The research explores the influence our peers have on our decisions, and in particular whether this influence causes a cascade of decisions.  They want to test whether the order of this cascade can create particularly favorable decisions.

“Often, cascading behavior in a social network is guided by an entity that wants to achieve a certain outcome,” they say. “For example, a company might be trying to guide the adoption of a product by word-of-mouth effects, or a political movement might be trying to guide the success of its message in a population.”

Cascades are well known to differ depending upon the order in which people make decisions.  For instance, the consequences of early decisions, especially if made by influential people, can thus be amplified by the time they reach the rest of the network.

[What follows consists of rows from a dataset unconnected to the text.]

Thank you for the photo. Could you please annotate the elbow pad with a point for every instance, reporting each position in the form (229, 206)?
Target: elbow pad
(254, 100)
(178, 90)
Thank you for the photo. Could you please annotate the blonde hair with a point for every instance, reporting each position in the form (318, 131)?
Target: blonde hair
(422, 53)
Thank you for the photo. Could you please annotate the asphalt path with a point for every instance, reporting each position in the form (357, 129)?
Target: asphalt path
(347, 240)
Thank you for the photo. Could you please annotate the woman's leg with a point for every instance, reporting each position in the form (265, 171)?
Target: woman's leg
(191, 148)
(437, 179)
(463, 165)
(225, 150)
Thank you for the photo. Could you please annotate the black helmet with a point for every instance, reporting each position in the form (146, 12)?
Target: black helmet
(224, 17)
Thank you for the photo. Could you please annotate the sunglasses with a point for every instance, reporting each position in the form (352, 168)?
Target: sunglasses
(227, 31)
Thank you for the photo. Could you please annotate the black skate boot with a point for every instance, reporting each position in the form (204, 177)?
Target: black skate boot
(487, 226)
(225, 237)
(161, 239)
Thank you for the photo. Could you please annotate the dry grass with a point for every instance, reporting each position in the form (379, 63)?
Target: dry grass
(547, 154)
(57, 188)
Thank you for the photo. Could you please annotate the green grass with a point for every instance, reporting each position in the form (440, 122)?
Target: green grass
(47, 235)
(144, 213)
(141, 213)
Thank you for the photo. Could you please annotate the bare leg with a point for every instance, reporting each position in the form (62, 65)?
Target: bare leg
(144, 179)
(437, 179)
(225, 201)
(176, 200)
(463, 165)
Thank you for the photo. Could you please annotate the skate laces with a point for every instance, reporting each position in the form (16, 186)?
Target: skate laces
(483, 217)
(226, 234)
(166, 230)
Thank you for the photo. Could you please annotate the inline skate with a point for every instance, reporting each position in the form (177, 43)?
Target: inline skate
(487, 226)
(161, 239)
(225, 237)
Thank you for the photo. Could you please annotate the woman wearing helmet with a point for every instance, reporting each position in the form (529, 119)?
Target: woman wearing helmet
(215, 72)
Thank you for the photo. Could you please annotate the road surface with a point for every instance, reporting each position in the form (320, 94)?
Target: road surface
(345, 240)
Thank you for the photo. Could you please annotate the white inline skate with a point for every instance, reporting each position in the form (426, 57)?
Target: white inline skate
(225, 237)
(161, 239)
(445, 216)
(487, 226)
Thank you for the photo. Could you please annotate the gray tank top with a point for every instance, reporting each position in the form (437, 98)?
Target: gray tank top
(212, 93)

“Our work began from the realization that an organization trying to guide the success of a cascade sometimes has an interesting source of leverage under its control —- the timing by which it introduces the cascade to different parts of the network,” the researchers explain. “Consider for example how a company can choose to roll out a product at different times in different geographic areas or to different markets.”

The study found that the timing was crucial to the way decisions filtrated through the network.  They found that when the timing was right, the cascade had a much better chance of spreading widely.  Get the timing wrong however and it barely makes any headway at all.

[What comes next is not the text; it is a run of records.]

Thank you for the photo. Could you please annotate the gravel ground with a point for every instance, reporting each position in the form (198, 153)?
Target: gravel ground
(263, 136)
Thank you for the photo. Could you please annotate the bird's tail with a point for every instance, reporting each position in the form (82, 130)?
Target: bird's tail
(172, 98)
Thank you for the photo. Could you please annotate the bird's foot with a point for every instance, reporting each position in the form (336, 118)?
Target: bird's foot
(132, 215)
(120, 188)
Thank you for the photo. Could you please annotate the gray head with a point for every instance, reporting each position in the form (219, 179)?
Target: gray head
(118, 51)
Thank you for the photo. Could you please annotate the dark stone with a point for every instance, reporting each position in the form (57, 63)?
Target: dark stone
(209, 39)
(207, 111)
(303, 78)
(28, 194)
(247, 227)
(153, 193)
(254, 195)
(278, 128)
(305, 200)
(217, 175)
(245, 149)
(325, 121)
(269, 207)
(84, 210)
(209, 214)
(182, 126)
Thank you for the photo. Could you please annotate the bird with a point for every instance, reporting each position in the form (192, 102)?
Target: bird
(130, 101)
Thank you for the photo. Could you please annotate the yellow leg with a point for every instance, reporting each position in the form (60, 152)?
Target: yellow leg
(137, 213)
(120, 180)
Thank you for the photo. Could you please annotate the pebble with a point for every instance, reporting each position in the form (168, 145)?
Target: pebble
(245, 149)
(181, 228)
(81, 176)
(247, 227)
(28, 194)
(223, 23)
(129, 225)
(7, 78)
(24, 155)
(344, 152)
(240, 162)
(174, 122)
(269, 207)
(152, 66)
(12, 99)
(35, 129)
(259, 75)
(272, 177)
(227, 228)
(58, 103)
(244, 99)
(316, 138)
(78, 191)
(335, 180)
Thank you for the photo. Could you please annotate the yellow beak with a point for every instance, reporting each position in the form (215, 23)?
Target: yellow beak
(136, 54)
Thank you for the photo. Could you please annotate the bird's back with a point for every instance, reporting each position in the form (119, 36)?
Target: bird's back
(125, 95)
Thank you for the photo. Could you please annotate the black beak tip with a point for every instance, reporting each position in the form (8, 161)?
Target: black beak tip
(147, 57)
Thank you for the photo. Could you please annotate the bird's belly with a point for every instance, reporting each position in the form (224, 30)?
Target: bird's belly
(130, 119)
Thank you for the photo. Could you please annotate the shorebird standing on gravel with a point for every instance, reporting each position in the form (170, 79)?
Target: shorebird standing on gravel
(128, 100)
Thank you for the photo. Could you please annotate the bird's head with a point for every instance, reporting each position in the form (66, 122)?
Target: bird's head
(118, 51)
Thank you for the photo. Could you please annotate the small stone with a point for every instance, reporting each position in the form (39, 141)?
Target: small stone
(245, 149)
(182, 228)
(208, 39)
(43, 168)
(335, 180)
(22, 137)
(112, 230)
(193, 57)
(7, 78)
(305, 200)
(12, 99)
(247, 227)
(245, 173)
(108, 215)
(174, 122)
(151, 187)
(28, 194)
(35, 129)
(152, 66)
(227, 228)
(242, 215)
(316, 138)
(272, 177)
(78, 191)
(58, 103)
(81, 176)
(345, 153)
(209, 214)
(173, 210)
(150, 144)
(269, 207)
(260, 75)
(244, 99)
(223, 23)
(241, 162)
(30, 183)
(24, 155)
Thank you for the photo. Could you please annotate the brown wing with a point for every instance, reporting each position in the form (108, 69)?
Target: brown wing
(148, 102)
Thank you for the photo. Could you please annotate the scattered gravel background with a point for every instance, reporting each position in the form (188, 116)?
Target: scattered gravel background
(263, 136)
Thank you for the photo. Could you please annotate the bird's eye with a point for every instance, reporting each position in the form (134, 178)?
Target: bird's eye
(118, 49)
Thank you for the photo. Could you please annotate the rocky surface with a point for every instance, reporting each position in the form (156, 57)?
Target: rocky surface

The challenge thus becomes how to accurately predict what that timing is.  It’s a topic that has largely been un-explored by research to date.

The researchers created an algorithm to test various schedules and the subsequent dissemination throughout the network, using a preference for one of a selection of products as their chosen decision.

From this they were able to determine both the preferred product of each individual, and the collective popularity of each product within that persons social network.

“Our work has identified these timing effects as an important potential strategy for catalyzing a cascade. But our analyses work with a relatively streamlined model of individual decision-making,” the researchers conclude. “It would be very interesting to think about how our results could be extended to handle richer models of behavior at the individual level. And with richer models, it would also be interesting to look at datasets of product adoption over time, to see if we can identify cases in which an effective timing strategy was used, and to extract general principles from this kind of data.”